Tek-Tips is the largest IT community on the Internet today!

Members share and learn making Tek-Tips Forums the best source of peer-reviewed technical information on the Internet!

  • Congratulations gkittelson on being selected by the Tek-Tips community for having the most helpful posts in the forums last week. Way to Go!

Delimited fields or unused fields? Design issue 3

Status
Not open for further replies.

Leozack

MIS
Oct 25, 2002
867
GB
Hi - I have a table which has, for instance, 5 fields and maybe people only need the first one to be filled in often. So 4 might well be empty. Is it better to join them into 1 delimited field or leave them as their own fields?
And - if I have some fields that are only relevant to some types of rows, is it better to have 1 field for them delimited, or have them as separate fields? (the same issue there really)
The other side of it is - is it better to split such delimited fields in the mysql call, or split them afterwards in php?
I might know which is easier though I can do it either way now I've researched, but I don't know which is better.

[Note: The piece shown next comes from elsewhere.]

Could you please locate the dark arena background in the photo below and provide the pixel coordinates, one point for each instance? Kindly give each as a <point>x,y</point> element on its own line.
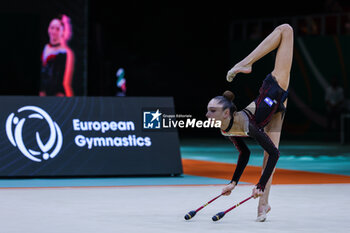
<point>103,125</point>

I also don't know how big this db will get or how often these fields won't be used so it comes down more to the overall design issue of which is better. I'm thinking efficiency, speed, db load, and so on.
Thanks for all thoughts

_________________________________
Leozack
Code:
MakeUniverse($infinity,1,42);
 
Also I could put the fields only used for a certain rowtype into a seperate table and if a row is of that type grab the info from there aswell. But only if that was the best idea, else I guess it would just make it a more complicated query to execute.

_________________________________
Leozack
Code:
MakeUniverse($infinity,1,42);
 
Delimited fields are a bad idea unless you really need them. They can't be indexed usefully, they're very hard to process, and most of all they're an unnatural way to store data in a relational database. Keep it simple and natural, even if it results in many more fields in your tables. That way normally leads to better performance, because you're doing things the way the system expects, and there are more possibilities for tuning.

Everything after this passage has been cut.